ETC’s VFX Working Group has published a specification for best practices naming image sequences such as plates and comps. File naming is an essential tool for organizing the multitude of frames that are inputs and outputs from the VFX process. Prior to the publication of this specification, each organization had its own naming scheme, requiring custom processes for each partner, which often resulted in confusion and miscommunication.

The new ETC@USC specification focuses primarily on sequences of individual images. The initial use case was VFX plates, typically delivered as OpenEXR or DPX files. However, the team soon realized that the same naming conventions can apply to virtually any image sequence. Consequently, the specification was written to handle a wide array of assets and use cases.

To ensure all requirements are represented, the working group included over 2 dozen participants representing studios, VFX houses, tool creators, creatives and others.  The ETC@USC also worked closely with MovieLabs to ensure that the specification could be integrated as part of their 2030 Vision.

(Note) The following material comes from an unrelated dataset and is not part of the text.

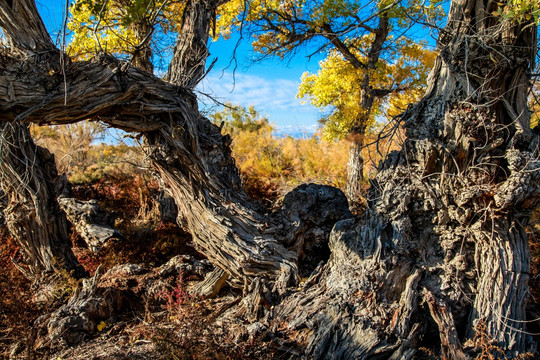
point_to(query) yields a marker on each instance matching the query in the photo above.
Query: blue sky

A key design criteria for this specification is compatibility with existing practices.  Chair of the VFX working group, Horst Sarubin of Universal Pictures, said: “Our studio is committed to being at the forefront of designing best industry practices to modernize and simplify workflows, and we believe this white paper succeeded in building a new foundation for tools to transfer files in the most efficient manner.”

This specification is compatible with other initiatives such as the Visual Effects Society (VES) Transfer Specifications. “We wanted to make it as seamless as possible for everyone to adopt this specification,” said working group co-chair and ETC@USC’s Erik Weaver. “To ensure all perspectives were represented we created a team of industry experts familiar with the handling of these materials and collaborated with a number of industry groups.”

“Collaboration between MovieLabs and important industry groups like the ETC is critical to implementing the 2030 Vision,” said Craig Seidel, SVP of MovieLabs. “This specification is a key step in defining the foundations for better software-defined workflows. We look forward to continued partnership with the ETC on implementing other critical elements of the 2030 Vision.”

The specification is available online for anyone to use.